Dass sich angesichts der nicht zuletzt nach den terroristischen
Anschlägen in Brüssel wieder einmal beherrschenden Bilder der Gewalt,
des Hasses und der Angst Erschütterung und Hilflosigkeit breit machten,
sei „durchaus verständlich", sagte Marx, der auch Vorsitzender der
Deutschen Bischofskonferenz ist. Allerdings seien sie keine wirkliche
Antwort. „In einer reinen Verteidigungshaltung jedenfalls wird man sich
vielleicht absichern und überleben, aber Leben gewinnen für die
Zukunft werden wir so sicher nicht."

„Gerade in Zeiten, in denen sich Menschen aus Angst zurückziehen
hinter die eigenen Mauern, braucht es Zeugen einer solchen großen
Hoffnung, einer Dynamik, die über die alltäglichen Probleme hinaus den
größeren, unzerstörbaren Horizont Gottes ins Leben eintragen",
unterstrich der Kardinal. „Ohne eine solche Weite und Tiefe bleibt
unser persönliches und gesellschaftliches Leben zu sehr im
Vordergründigen und schnell Verwertbaren hängen."

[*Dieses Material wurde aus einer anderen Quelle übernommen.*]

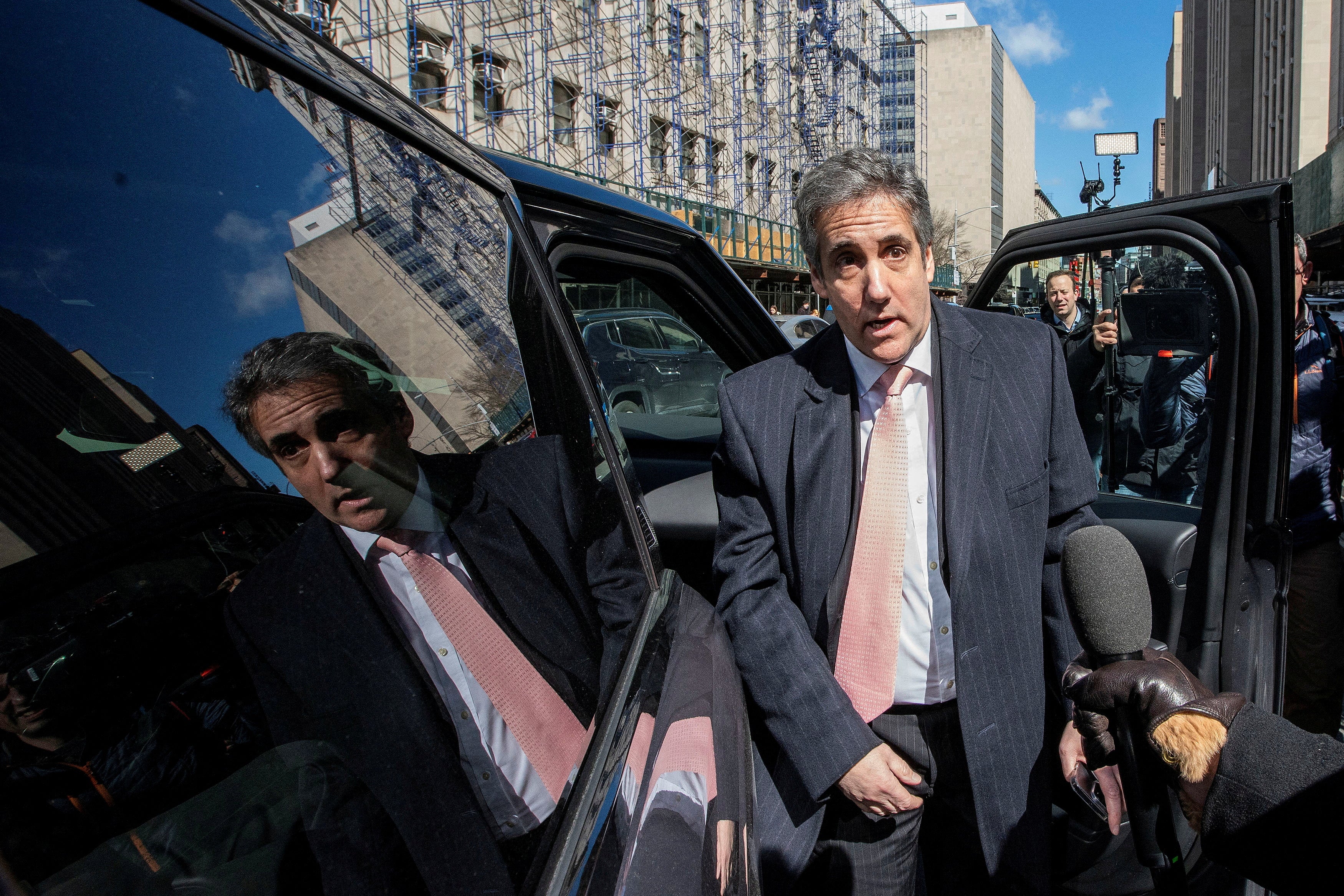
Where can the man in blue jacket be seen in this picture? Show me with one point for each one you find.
(1315, 668)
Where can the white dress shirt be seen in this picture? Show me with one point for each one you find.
(505, 780)
(925, 665)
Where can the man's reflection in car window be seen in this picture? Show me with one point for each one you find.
(500, 601)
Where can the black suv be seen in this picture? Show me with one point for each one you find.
(229, 177)
(651, 363)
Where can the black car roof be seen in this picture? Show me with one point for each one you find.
(617, 314)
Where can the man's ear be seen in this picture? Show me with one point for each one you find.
(405, 422)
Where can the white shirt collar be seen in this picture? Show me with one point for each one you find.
(867, 371)
(420, 516)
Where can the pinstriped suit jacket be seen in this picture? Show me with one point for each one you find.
(1016, 480)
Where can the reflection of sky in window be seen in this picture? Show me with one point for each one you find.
(148, 207)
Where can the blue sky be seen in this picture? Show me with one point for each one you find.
(1092, 68)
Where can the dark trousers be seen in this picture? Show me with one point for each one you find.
(869, 858)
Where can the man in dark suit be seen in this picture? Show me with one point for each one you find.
(893, 501)
(441, 621)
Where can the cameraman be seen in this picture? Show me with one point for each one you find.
(1265, 796)
(1314, 686)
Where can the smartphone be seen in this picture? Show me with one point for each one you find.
(1085, 785)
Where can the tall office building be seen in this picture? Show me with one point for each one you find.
(982, 132)
(1248, 91)
(1159, 180)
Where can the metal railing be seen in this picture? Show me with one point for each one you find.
(737, 237)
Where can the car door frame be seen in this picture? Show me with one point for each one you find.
(583, 805)
(1238, 582)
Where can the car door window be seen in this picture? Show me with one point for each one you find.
(678, 338)
(639, 332)
(195, 668)
(1147, 420)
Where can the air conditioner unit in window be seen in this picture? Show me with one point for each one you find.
(428, 51)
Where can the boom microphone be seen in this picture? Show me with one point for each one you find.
(1113, 616)
(1108, 593)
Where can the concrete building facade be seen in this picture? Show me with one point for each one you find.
(723, 102)
(982, 134)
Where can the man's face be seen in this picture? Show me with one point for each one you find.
(354, 466)
(1301, 273)
(874, 276)
(1062, 298)
(17, 716)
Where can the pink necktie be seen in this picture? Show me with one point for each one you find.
(551, 737)
(870, 629)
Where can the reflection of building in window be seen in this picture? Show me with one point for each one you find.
(412, 260)
(68, 428)
(562, 112)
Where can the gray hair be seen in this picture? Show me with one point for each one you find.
(284, 362)
(858, 175)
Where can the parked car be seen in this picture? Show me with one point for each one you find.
(650, 363)
(800, 328)
(163, 242)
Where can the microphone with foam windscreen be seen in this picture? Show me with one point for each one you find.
(1108, 598)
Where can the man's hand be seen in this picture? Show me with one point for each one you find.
(876, 784)
(1072, 755)
(1105, 330)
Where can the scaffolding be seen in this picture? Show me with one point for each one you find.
(715, 104)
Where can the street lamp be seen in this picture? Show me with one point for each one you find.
(956, 272)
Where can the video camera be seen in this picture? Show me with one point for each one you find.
(1167, 323)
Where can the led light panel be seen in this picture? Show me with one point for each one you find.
(151, 452)
(1126, 144)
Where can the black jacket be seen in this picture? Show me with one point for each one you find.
(1018, 481)
(1276, 809)
(331, 664)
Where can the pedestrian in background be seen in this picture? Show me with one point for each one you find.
(1315, 670)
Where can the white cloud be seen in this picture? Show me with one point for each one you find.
(1034, 42)
(1027, 41)
(241, 230)
(265, 285)
(1091, 117)
(261, 291)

„Natürlich weiß ich, dass Terror und Gewalt, politische
Herausforderungen und Krisen nicht durch eine einfache Hoffnungsrhetorik
überwunden werden", sagte Marx. „Deswegen müssen wir als Christen mit
unserem Leben einstehen für die Glaubwürdigkeit dieser
Hoffnungsbotschaft."

„Aber", so der Erzbischof von München und Freising weiter, „wie
sollen wir ohne eine wirkliche Dynamik der Hoffnung die aktuellen
Herausforderungen bestehen? Vielleicht ist vielen noch nicht deutlich
geworden, dass Europa und wohl die westliche Zivilisation insgesamt an
einem Scheideweg stehen." Die Frage an die Kirche, die Christen sei:
„Wie und wo wollen und müssen wir uns noch mehr in diese entscheidenden
Debatten und gesellschaftlichen und politischen Auseinandersetzungen
hineinbegeben? Jedenfalls nicht, indem wir nur kritisierend am
Wegesrand stehen und alles besser wissen. Nicht, indem wir restaurative
Ideen verbreiten und an einer falsch glorifizierten Vergangenheit
hängen, sondern nur, indem wir Träger einer Kultur der Hoffnung sind,
die vom Evangelium inspiriert ist, einer Hoffnung, die Grenzen
überschreitet. Nur so kann auch der Weg zu einer neuen Evangelisierung
gefunden werden.... "

Ist unser Evangelium nicht das vom Tod und der Auferstehung des Einen Sündenlosen, der Sein Leben für uns alle Sündigen dahingab, auf das wir glauben, dass Gott uns versöhnen möchte durch Seinen geliebten Sohn Jesus Christus? Auf das wir bereuen und umkehren und erkennen unsere Sünde, die nur abgewaschen werden kann durch das Heilige Blut des Lammes Gottes?